All of the posted solutions require pre-computing all eight magic squares. I wanted to offer a few suggestions on how to generate them -- or at least show what I did.

We can start with two observations: a) the "middle" of any 3x3 magic square must be 5, and b) the "magic sum" must be 15.

Here's a way to think about the "magic sum". The sum of numbers 1-9 is 45. The three horizontal rows will include all 9 numbers (and thus sum to 45). And since there are three rows, each row will sum to 45/3 = 15.

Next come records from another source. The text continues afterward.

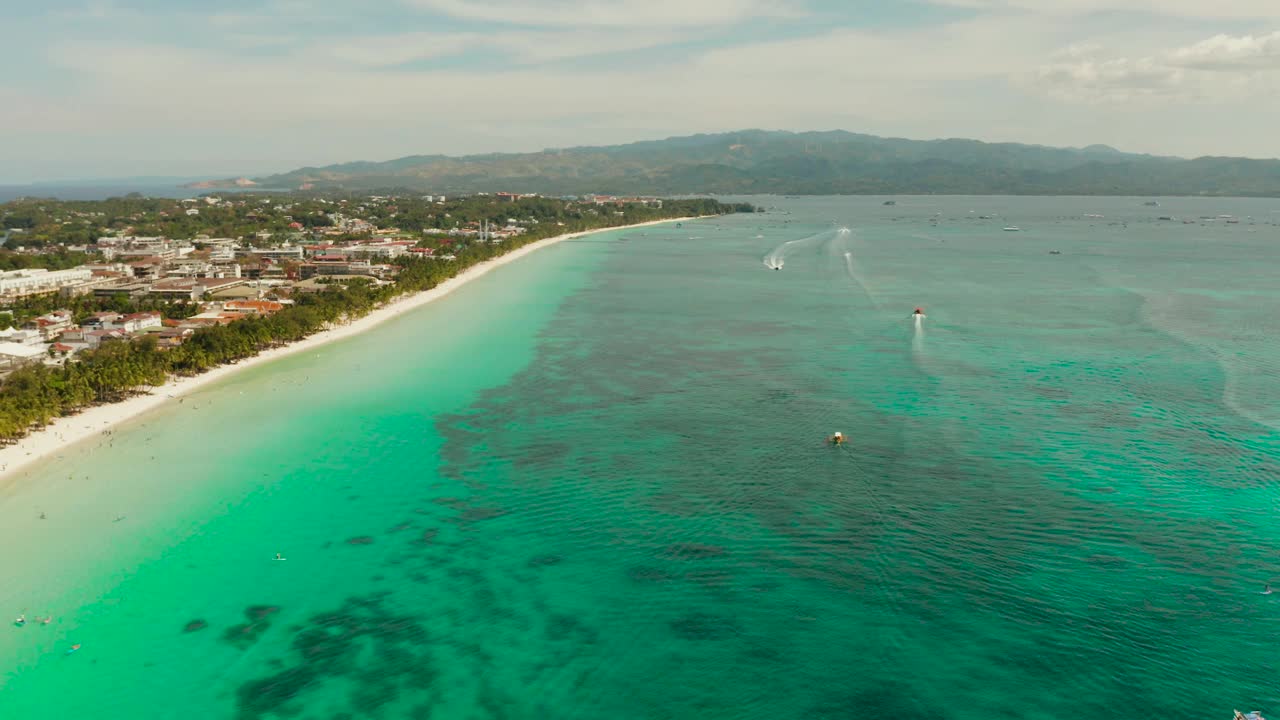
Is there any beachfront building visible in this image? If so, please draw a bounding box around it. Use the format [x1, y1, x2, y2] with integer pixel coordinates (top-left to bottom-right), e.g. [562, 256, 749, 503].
[0, 341, 46, 372]
[220, 300, 284, 316]
[0, 268, 94, 299]
[154, 327, 194, 349]
[346, 242, 411, 259]
[107, 312, 163, 333]
[0, 327, 46, 346]
[27, 310, 74, 340]
[62, 272, 133, 298]
[298, 258, 388, 279]
[82, 329, 130, 348]
[147, 278, 247, 301]
[242, 246, 305, 262]
[89, 280, 152, 299]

It takes a bit of pen and paper to see that the middle must be 5 (or at least, it took me some trial and error). But once we know these two things, we can think in terms of the 4 "pairs" that can go on opposite sides of the 5:

1 and 9
2 and 8
3 and 7
4 and 6

So for example, if 4 goes Top/Left, we know that 6 must go Bottom/Right (since the "magic sum" must be 15, and 5 is in the middle)

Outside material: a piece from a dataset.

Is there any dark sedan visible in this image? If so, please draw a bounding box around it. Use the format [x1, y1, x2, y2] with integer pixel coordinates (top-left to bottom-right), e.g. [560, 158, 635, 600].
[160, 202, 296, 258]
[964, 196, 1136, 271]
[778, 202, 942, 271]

A bit more on pen/paper will show that only two of these pairs fit in the "corners":

2 and 8
4 and 6

The other two pairs must be "wedged" inside the corner paris (e.g., top middle, bottom middle). And once we set our four corners, there is only 1 way to place the rest of the numbers.

This is enough to show that there are 8 magic matrices. There are 4 possible ways to place the 4 and 6 pair (the 4 could go in Top/Left, Top/Right, Bottom/Right, Bottom/Left). Then once we place the 4 and 6, there are two different ways we could place the 2 and 8.

To acutally generate these matrices, I started with one "seed" (which happend to be the first magic matrix I found):

[4 3 8]
[9 5 1]
[2 7 6]

From ths seed, we can rotate it clockwise 4 times (so the 4 appears in each corner). And then from each rotation, we can place the remaining digits either clockwise, or counterclockwise around the 5 (going counterclockwise is equivalent to getting the "mirror" of the matrix along a diagonal).

These two matrix manipulations are also great helper functions to have handy on other problems.